A Community Development Block Grant helped to modernize the village of Pilger’s water system (pop. 378). The Department of Environmental Quality had deemed the wastewater treatment plant inadequate, and beyond that determination, sewer mains were collapsing in the southern part of the village. The western part of Pilger used septic tanks because the area was not connected to sewer lines. With the project’s driving force coming from the village board, utilities superintendent, a consulting firm and concerned citizens, Pilger applied for CDBG funds. CDBG funding is nothing new to this northeastern Nebraska community with a population of 375, Pilger has been awarded previous grants for with water/wastewater, planning and housing.
The newest CDBG funds were used to construct a three-cell wastewater lagoon, replace the sewer lining and install sewers into west Pilger. Prior to the additions and updates, the sewers in the southern part of the community had to be cleaned frequently to remove sand and the ground surrounding the mains was collapsing. In west Pilger their septic systems regularly overflowed. The new sewer mains that were installed will not be infiltrated by ground water, the updated wastewater facilities are more than adequate and the village no longer relies on septic tanks. The new lagoons and wastewater plant are less labor and capital intense. The citizens of Pilger no longer worry about pumping septic tanks, or encountering sewage backup due to collapsing sewer mains. The facilities are an added asset to Pilger’s infrastructure.
During the process of applying for and receiving the grant funds, information was made available to the public through public meetings, allowing for feedback from the citizens.

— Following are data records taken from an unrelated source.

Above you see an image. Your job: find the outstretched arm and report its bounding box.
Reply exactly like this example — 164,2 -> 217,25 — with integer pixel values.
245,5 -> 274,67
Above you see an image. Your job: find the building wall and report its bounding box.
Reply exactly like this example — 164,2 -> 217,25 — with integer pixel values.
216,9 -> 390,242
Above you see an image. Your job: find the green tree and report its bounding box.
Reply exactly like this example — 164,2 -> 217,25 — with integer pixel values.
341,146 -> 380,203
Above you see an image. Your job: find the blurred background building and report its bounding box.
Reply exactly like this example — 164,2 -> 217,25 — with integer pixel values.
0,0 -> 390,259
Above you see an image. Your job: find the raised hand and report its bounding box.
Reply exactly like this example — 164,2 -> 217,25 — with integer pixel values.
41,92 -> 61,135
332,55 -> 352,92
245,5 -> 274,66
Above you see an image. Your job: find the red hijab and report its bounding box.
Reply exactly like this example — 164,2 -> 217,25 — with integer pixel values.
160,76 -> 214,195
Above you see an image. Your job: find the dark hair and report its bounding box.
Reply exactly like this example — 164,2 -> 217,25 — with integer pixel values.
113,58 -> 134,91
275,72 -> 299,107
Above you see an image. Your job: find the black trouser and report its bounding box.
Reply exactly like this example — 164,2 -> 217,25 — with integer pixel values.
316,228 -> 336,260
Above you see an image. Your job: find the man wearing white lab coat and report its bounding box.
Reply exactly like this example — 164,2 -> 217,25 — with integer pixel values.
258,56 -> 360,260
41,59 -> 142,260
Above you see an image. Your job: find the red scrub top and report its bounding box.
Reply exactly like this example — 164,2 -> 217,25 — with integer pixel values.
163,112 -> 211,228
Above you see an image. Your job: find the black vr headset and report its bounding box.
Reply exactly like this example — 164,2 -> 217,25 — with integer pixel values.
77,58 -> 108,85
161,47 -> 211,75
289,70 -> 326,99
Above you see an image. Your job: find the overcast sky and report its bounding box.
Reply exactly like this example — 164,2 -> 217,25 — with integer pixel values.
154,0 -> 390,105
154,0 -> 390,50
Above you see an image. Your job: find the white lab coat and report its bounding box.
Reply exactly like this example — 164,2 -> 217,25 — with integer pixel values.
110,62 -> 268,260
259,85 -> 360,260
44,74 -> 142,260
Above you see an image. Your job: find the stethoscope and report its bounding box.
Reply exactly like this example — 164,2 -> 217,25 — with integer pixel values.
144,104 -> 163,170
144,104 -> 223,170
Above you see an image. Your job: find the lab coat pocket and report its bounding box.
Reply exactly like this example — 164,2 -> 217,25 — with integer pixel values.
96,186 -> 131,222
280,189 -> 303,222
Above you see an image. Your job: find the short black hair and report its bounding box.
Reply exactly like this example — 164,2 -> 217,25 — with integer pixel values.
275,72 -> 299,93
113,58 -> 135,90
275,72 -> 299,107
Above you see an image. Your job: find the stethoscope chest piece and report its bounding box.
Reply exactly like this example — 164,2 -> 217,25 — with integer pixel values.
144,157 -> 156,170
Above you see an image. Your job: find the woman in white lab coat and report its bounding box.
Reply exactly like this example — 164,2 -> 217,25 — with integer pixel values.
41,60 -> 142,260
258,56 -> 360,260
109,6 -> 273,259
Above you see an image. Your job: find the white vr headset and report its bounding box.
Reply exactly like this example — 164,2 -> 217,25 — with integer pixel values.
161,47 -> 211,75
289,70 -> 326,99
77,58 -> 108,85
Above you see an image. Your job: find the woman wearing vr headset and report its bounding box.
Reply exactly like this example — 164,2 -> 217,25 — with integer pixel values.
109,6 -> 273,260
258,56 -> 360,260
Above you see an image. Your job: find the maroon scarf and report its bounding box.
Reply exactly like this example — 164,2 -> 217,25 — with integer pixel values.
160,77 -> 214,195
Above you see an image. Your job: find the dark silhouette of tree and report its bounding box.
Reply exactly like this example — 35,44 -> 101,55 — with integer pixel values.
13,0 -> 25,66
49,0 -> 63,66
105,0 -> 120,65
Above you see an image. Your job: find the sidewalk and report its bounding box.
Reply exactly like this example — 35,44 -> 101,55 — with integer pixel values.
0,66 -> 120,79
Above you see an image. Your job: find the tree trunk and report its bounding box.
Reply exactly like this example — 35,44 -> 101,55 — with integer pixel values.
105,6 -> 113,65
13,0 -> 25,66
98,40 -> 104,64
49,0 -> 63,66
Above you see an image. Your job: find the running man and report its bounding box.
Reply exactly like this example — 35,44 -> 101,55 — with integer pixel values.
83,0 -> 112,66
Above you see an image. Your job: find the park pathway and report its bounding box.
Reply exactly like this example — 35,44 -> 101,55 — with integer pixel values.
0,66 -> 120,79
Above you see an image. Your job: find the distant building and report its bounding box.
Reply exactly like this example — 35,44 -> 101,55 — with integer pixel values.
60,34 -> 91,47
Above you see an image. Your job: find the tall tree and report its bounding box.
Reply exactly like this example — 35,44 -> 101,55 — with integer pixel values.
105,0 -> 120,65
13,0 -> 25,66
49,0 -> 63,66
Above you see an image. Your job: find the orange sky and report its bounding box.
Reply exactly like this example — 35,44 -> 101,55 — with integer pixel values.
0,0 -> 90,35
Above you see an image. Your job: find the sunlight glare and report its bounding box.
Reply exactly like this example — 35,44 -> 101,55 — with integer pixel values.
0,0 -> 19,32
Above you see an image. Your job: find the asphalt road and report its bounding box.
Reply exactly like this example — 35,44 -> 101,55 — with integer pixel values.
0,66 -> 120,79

The community of Pilger also received a United States Department of Agriculture loan and grant to help with the costs of the water/wastewater project. The community’s wastewater system is more reliable and efficient thanks to help from the Department of Economic Development and the USDA.
Pilger is not new to Community Development Block Grants, and the new water/wastewater grant that they received updated and added new infrastructure to their community. The improvements may help to draw new families and businesses to the area, along with a renewed sense of community pride that is felt throughout the community.